Ainda bem que temos uma autarquia "na vanguarda nacional nos apoios às filarmónicas"... (2)

Todos sabemos que a pandemia afectou receitas, actividades e o dia-a-dia de associações da região. Desde festas canceladas à alteração da própria dinâmica, associações e colectividades da região Centro lamentam os efeitos da pandemia, que provocou perdas de receitas e problemas na sua actividade.
Na edição do passado dia 25 do Diário as Beiras, o presidente da Associação de Colectividades do Concelho da Figueira da Foz, António Rafael, afirmou que “a situação financeira para algumas está muito grave”. Sobretudo, acrescentou, “para quem tem filarmónicas (nove), que ficaram sem espectáculos e sem fontes de receitas e têm de pagar aos maestros (e professores de música)”.
Mas, há excepções: é o caso da Sociedade Boa União Alhadense (SBUA), presidida por Fernando Gonçalves.

Via OBSERVADOR, tomei conhecimento das dificuldades da Sociedade Filarmónica Paionense, que, em março, se viu privada de festejar o seu 162.º aniversário. “Não houve festa, foi tudo cancelado e agora estamos a viver um dia de cada vez, como se costuma dizer”, desabafou Ana Bela Santiago, presidente da instituição localizada na freguesia de Paião.
A situação, nomeadamente a da banda filarmónica de 45 elementos, “não está famosa”, dado existirem despesas fixas e as receitas, nesta altura, não entram.
“A banda não se consegue sustentar a ela própria.
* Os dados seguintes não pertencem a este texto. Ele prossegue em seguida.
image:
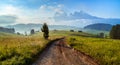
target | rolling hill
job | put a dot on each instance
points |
(99, 26)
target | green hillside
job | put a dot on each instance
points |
(21, 50)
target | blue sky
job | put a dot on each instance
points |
(35, 11)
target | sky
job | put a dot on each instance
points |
(40, 11)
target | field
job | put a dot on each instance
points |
(22, 50)
(19, 49)
(105, 51)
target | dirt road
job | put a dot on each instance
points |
(59, 53)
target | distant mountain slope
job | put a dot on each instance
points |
(37, 27)
(99, 26)
(7, 30)
(81, 19)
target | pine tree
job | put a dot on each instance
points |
(45, 31)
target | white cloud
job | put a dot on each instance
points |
(43, 14)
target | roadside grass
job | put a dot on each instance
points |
(21, 50)
(106, 51)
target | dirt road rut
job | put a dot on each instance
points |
(59, 53)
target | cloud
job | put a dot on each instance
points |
(7, 19)
(45, 13)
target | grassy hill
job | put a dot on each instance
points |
(21, 50)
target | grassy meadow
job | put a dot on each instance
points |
(106, 51)
(21, 50)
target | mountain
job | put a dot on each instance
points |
(7, 30)
(22, 28)
(99, 26)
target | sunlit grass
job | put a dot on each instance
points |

Ainda agora investimos num novo fardamento, porque o outro já era muito antigo, estava já com varias cores de várias gerações de uso e ainda não o conseguimos mostrar. Todas as actividades programadas que iam ajudar a casa, a manutenção e o arranjo de instrumentos e o pagamento ao maestro e professores de música [de uma escola com cerca de 30 alunos] foram canceladas”, observou Ana Bela Santiago.
O cancelamento do desfile de marchas populares, previsto para 23 de junho nas festas da cidade, levou, por outro lado, a que as costureiras da Sociedade Filarmónica Paionense, responsáveis pelos fatos, passassem a fazer batas, em regime de voluntariado, para entregar ao hospital distrital da Figueira da Foz.
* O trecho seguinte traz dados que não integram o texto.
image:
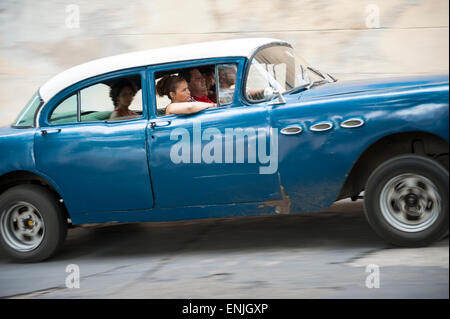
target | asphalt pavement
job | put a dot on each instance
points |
(331, 254)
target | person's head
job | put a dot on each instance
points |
(174, 87)
(208, 74)
(227, 75)
(196, 82)
(122, 93)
A própria dinâmica associativa também sofreu com os efeitos da pandemia, já que a instituição “estava aberta todos os dias”, acolhendo, para além da banda filarmónica, um grupo sénior da freguesia, uma charanga de rua, grupo de cavaquinhos, orquestra ligeira e atividades de zumba, dança e teatro.
Para já, a Sociedade Filarmónica Paionense espera a entrada nos cofres do apoio financeiro aprovado em abril pela Câmara Municipal, que corresponde ao adiantamento de 70% do apoio regular, relativo a eventos, parcerias e actividades realizadas em 2019.
“Já enviámos os documentos, mas dinheiro físico ainda não há, estamos à espera”, resumiu Ana Bela Santiago.